Sinful men under the inspiration of the Holy Spirit so God’s word that the Catholic Church took liberty with and altered it to suit their purpose.
The Pope is implying the realities of voluntary and involuntary homosexuality. The former are sinful and the latter possibly not, as especially when in youth under non-cognitive exploration, a person discovers sexual response though no one taught him nor did one learn it from a source (i.e. ‘it just happened’). If one does not know, then culpability is indeed mitigated.

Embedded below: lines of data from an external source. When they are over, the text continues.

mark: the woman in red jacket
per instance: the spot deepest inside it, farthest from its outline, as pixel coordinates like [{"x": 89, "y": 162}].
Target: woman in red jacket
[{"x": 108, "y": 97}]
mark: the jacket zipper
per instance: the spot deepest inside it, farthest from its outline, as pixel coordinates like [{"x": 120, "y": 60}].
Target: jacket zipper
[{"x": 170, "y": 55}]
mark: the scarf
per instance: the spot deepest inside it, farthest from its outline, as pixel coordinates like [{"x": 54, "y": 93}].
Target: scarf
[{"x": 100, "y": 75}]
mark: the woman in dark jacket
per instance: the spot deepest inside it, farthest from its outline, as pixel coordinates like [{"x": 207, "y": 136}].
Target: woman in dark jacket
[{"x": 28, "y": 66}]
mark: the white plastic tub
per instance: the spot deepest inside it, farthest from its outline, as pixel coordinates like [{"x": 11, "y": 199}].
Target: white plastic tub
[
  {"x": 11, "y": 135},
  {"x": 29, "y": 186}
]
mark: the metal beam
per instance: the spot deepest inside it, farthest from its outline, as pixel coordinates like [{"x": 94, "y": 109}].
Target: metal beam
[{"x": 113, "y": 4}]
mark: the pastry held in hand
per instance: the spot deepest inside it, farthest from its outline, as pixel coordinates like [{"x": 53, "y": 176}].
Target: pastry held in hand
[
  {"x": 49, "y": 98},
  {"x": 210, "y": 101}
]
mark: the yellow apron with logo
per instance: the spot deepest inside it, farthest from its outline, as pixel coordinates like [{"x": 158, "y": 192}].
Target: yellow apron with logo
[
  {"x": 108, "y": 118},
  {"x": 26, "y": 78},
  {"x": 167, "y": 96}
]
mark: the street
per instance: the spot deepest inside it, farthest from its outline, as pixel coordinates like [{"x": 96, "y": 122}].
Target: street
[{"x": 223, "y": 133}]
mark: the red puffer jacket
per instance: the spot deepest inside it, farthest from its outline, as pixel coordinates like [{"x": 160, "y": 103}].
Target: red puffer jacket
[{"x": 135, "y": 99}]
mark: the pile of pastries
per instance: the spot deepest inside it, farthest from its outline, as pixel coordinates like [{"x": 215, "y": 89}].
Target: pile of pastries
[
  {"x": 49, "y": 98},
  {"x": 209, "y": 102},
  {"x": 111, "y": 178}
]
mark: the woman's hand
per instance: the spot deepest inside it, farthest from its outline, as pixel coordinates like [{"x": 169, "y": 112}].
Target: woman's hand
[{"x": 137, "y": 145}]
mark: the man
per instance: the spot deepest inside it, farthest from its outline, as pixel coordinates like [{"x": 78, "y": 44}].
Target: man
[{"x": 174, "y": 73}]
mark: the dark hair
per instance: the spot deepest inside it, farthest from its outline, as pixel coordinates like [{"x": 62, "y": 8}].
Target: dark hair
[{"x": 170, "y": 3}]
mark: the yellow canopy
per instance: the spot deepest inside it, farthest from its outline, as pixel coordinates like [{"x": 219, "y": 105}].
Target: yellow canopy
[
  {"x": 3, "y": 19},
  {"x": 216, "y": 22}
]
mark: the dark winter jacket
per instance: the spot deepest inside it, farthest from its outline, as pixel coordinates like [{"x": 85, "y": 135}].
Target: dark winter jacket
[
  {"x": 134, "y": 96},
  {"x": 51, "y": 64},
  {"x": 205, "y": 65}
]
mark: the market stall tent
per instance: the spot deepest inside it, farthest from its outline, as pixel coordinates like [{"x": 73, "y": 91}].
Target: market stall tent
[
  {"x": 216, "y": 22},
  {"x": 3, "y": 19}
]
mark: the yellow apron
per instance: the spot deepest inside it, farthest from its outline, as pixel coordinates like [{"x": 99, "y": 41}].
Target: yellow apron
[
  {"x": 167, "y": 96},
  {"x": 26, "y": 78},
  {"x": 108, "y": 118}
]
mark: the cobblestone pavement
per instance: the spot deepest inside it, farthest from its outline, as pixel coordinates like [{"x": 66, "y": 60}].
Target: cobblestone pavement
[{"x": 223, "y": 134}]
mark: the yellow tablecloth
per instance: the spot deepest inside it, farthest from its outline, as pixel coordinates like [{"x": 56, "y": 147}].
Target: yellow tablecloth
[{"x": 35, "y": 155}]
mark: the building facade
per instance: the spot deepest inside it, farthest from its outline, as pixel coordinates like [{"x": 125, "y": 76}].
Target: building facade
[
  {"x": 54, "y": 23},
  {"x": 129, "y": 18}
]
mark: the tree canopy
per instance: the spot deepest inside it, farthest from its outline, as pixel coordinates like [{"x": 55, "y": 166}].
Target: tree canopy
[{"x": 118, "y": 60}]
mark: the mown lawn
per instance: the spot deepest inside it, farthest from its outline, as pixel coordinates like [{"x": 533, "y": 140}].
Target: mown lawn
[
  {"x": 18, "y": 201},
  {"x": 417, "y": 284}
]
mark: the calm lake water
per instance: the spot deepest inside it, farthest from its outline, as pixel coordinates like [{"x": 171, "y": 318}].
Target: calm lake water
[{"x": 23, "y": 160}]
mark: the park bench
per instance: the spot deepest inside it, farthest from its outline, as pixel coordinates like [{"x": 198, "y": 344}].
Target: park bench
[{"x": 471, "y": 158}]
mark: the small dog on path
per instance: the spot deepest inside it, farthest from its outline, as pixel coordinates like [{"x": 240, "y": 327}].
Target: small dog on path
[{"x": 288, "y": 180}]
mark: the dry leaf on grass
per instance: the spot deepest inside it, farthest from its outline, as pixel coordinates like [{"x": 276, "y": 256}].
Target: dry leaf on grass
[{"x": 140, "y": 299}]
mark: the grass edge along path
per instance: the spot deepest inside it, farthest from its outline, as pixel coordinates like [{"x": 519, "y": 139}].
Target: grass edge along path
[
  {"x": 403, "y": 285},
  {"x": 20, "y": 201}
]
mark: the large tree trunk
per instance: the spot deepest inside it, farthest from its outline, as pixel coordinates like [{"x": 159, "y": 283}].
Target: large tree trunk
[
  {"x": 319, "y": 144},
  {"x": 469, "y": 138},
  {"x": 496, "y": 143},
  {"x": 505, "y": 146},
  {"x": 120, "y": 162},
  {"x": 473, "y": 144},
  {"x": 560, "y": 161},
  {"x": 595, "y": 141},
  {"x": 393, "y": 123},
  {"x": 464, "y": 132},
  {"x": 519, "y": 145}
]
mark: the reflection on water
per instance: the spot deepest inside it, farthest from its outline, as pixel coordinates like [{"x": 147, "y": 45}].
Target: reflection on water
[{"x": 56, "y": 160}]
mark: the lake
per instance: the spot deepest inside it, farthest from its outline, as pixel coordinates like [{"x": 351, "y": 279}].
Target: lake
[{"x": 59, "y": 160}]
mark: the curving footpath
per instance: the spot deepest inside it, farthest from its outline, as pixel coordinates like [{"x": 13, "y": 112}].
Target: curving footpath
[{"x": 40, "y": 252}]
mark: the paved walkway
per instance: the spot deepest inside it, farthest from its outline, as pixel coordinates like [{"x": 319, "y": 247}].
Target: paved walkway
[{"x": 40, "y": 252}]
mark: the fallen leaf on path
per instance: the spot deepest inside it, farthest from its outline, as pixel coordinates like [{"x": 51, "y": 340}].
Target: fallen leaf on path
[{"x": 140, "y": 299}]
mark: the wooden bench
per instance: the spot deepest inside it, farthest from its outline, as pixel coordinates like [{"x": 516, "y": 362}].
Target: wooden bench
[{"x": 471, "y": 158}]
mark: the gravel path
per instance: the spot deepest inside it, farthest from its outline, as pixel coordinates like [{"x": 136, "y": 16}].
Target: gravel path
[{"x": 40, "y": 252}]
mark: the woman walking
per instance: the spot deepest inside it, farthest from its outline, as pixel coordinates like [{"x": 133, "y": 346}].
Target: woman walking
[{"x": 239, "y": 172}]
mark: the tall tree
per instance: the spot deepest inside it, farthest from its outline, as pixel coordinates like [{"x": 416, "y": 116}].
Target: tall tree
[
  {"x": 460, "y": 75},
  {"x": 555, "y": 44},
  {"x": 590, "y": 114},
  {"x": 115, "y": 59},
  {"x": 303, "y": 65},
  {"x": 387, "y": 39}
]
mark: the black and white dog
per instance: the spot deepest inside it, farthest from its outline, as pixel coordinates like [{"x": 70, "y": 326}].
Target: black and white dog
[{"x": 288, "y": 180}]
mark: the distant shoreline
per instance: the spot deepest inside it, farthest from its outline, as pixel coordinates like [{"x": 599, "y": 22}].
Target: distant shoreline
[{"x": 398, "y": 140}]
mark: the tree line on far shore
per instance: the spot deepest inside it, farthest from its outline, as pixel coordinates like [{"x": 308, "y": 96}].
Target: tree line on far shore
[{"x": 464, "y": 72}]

But the one who has already gained full knowledge of disorder (has taken the eternal curriculum of heterosexuality and chastity) and acts out still, ‘will be severely beaten’, in consequence.
Dr/Fr Ripperger has covered this area called ‘involuntary vice’. But someone should write an entire book on this topic, because the tendency of the creature who has already voluntarily or involuntarily wired or configured his body to same-sex attraction (or any other disordered intoxication) preference, searches for every cognitive instance that will legitimize his configuration, to make licit the acting out in the preference. Addicts and compulsives do the same gymnastic of malaprop ‘understanding’ of commentary.
The pope is plying mercy to these vast grey areas, but unawake sinners/the misconfigured accept only what conforms to intoxication preference. Scripture often gets misinterpreted in the same way, in a twilight before facing the fact of disorder.
It is a very complicated area, arriving at actual moral culpability, because inner physical/psychological adolescent maturation often lacks guidance and occurs in total secrecy, and gets ‘locked’ into disordered patterns before cognition, reason or knowledge can undo them.
Conversion is a slow awakening to what got misconfigured, how it should have been configured, and where to get the desire to desist the old and find a home in the new: to change, to be reconfigured: redemption. For many it will take a lifetime of struggle to overcome the Beast who wants to gain the interior permanent upper hand. Which many do not want to make since the misconfiguration is not their fault and because there is deep unfortunate attachment to the intoxication preference.
These are some things the Pope could share with the press, which would have the impossible(!) effect of awakening, remorse, shock, release, amazement, understanding. That’s my prayer. Speak actual truth from the inner world of the sufferer, so he can come to freedom.
Very sad and disappointing that the Holy Father was so quick to clarify his comments in response to the inquiry of Fr. Martin; yet… 4 Cardinals of the Church asked for clarification of the Holy Fathers writings over 6 years ago (the dubia) and these have still not been addressed.
The lackadaisical “clarification” only compounded confusion about what constitutes a sin by persons experiencing same sex attraction. Sexual misbehavior is often a mortal sin, particularly such acts between persons of the same sex. While there are always mitigating circumstances, and only God can judge any particular soul, the Church should always strive to emphasize the “narrow gate” and that obstinate ignorance is not an excuse. Moreover, this would have been a most opportune occasion to strengthen the understanding of what is a God recognized marriage and Holy Matrimony. Instead we received a nuanced response from the Pope that “sex outside marriage” is a sin without soul saving instruction on either. Is there any wonder that Biden and Co Catholics may really believe that same sex “marriage” and funded abortion is supported by the Church?
Pope Francis said the homosexual act is not a crime. Well in some Muslim countries it is a crime.